Solution: NAT Port Exhaustion / Intermittent Failures¶

Summary¶

The Linux NAT gateway's nf_conntrack table has reached its maximum capacity (default 65536 entries). When the table is full, the kernel cannot create new connection tracking entries, causing new outbound connections to be dropped. This manifests as intermittent failures because existing connections continue to work (they already have conntrack entries), but new connections fail randomly.

Senior Workflow¶

Step 1: Confirm conntrack table saturation¶

# Check for table full messages
dmesg | grep conntrack
# Expected: "nf_conntrack: table full, dropping packet."
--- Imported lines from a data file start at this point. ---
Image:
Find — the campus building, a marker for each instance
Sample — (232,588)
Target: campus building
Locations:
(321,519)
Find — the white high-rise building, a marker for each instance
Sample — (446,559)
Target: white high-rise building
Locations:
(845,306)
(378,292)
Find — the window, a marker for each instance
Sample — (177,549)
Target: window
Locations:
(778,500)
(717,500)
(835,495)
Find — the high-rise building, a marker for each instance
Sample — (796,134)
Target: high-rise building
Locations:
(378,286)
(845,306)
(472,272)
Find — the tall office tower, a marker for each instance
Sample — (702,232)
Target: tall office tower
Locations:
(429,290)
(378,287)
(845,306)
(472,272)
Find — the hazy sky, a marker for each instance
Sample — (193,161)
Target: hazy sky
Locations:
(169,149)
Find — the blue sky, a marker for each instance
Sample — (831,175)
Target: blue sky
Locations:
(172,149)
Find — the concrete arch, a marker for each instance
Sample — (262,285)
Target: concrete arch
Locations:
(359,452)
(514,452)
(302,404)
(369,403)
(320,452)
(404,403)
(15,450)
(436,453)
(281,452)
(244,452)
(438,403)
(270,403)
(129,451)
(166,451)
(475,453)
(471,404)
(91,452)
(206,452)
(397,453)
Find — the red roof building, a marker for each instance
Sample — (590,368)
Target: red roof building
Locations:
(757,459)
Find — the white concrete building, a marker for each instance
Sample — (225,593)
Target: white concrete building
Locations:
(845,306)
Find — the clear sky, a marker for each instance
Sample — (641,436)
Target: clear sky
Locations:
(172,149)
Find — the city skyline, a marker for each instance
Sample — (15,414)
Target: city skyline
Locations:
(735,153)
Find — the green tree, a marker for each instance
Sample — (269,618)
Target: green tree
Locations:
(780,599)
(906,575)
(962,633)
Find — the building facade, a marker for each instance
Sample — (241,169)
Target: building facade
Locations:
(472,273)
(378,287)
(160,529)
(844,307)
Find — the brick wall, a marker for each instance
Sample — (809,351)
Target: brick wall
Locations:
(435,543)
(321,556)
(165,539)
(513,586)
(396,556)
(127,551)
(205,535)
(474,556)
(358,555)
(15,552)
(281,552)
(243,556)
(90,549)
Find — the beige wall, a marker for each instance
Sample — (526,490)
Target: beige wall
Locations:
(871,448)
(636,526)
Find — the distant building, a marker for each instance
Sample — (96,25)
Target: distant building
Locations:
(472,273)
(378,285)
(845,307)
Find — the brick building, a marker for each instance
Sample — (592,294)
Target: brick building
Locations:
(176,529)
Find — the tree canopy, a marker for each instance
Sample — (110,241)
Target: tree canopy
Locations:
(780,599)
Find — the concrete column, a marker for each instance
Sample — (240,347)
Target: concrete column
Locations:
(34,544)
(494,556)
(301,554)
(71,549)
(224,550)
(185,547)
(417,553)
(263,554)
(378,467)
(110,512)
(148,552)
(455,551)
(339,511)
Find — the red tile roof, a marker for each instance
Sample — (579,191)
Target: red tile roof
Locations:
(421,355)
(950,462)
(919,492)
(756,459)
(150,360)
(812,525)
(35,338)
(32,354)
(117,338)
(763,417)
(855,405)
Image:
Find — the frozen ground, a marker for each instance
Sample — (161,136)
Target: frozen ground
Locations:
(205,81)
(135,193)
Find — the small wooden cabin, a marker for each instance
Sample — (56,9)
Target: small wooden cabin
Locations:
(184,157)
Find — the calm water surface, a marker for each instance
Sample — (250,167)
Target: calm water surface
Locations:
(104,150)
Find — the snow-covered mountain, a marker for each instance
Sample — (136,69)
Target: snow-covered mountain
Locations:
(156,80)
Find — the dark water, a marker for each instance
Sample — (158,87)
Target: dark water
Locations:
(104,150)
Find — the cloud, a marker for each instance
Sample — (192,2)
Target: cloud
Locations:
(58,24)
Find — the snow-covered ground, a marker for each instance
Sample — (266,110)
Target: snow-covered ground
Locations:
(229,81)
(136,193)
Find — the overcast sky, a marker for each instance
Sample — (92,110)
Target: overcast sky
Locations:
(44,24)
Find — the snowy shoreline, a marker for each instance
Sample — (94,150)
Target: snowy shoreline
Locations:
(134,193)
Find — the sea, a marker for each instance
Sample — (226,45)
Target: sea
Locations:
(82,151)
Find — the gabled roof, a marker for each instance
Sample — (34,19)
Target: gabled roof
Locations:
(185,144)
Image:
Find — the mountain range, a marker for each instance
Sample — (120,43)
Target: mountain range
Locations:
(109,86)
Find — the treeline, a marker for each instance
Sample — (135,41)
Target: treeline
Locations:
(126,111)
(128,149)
# Check current count vs max
sysctl net.netfilter.nf_conntrack_count
sysctl net.netfilter.nf_conntrack_max
# Expected: count ≈ max (e.g., 65536/65536)

# Or use conntrack tool:
conntrack -C    # current count
conntrack -S    # stats including drops

Step 2: Analyze what is consuming the table¶

# Count entries per internal source IP (top talkers)
conntrack -L | awk '{print $4}' | sort | uniq -c | sort -rn | head -10

# Count entries per destination
conntrack -L | awk '{print $5}' | sort | uniq -c | sort -rn | head -10

# Count by protocol state
conntrack -L | awk '{print $4}' | grep -oP 'state=\S+' | sort | uniq -c | sort -rn

Look for: hosts with thousands of entries, TIME_WAIT entries piling up, or unexpected long-lived connections.

Step 3: Check current timeout settings¶

sysctl net.netfilter.nf_conntrack_tcp_timeout_established
# Default: 432000 (5 days!) -- far too long for most NAT scenarios

sysctl net.netfilter.nf_conntrack_tcp_timeout_time_wait
# Default: 120

sysctl net.netfilter.nf_conntrack_tcp_timeout_close_wait
# Default: 60

Step 4: Apply immediate fixes¶

# Increase the conntrack table size (immediate relief)
sysctl -w net.netfilter.nf_conntrack_max=262144

# Increase hash buckets proportionally (max/4 is a good ratio)
echo 65536 > /sys/module/nf_conntrack/parameters/hashsize

# Reduce the established connection timeout (5 days -> 1 hour)
sysctl -w net.netfilter.nf_conntrack_tcp_timeout_established=3600

# Reduce TIME_WAIT timeout
sysctl -w net.netfilter.nf_conntrack_tcp_timeout_time_wait=30

Step 5: Make changes persistent¶

# /etc/sysctl.d/99-conntrack.conf
cat <<EOF > /etc/sysctl.d/99-conntrack.conf
net.netfilter.nf_conntrack_max = 262144
net.netfilter.nf_conntrack_tcp_timeout_established = 3600
net.netfilter.nf_conntrack_tcp_timeout_time_wait = 30
net.netfilter.nf_conntrack_tcp_timeout_close_wait = 30
EOF

sysctl --system

Step 6: Add NOTRACK for high-volume exempt traffic (optional)¶

# If monitoring or backup traffic floods conntrack, bypass it:
iptables -t raw -A PREROUTING -s 10.200.50.0/24 -d 10.200.60.0/24 -j NOTRACK
iptables -t raw -A OUTPUT -s 10.200.60.0/24 -d 10.200.50.0/24 -j NOTRACK

Step 7: Set up monitoring¶

# Add to Prometheus/collectd/monitoring:
# Metric: net.netfilter.nf_conntrack_count / nf_conntrack_max
# Alert at 80% utilization

Step 8: Verify¶

# Monitor conntrack usage after fix
watch 'sysctl net.netfilter.nf_conntrack_count; sysctl net.netfilter.nf_conntrack_max'

# Verify no more "table full" messages
dmesg -T | tail -20

Common Pitfalls¶

Rebooting as a "fix": This flushes conntrack but the table fills up again. Address the root cause.
Only increasing nf_conntrack_max: Without reducing timeouts, you're just buying time. A 5-day TCP established timeout means dead connections linger for days.
Not increasing hashsize: A larger table with a small hash leads to long chains and CPU overhead. Keep hashsize = max/4.
Ignoring heavy hitters: One misbehaving host (crawler, monitoring tool) can consume thousands of entries. Find and fix the source.
Single external IP limitation: Even with a large conntrack table, a single external IP can only have ~65535 simultaneous connections to one destination. Use a NAT pool for scale.
Not monitoring conntrack: This metric should be on every NAT gateway dashboard. Alert before it fills up.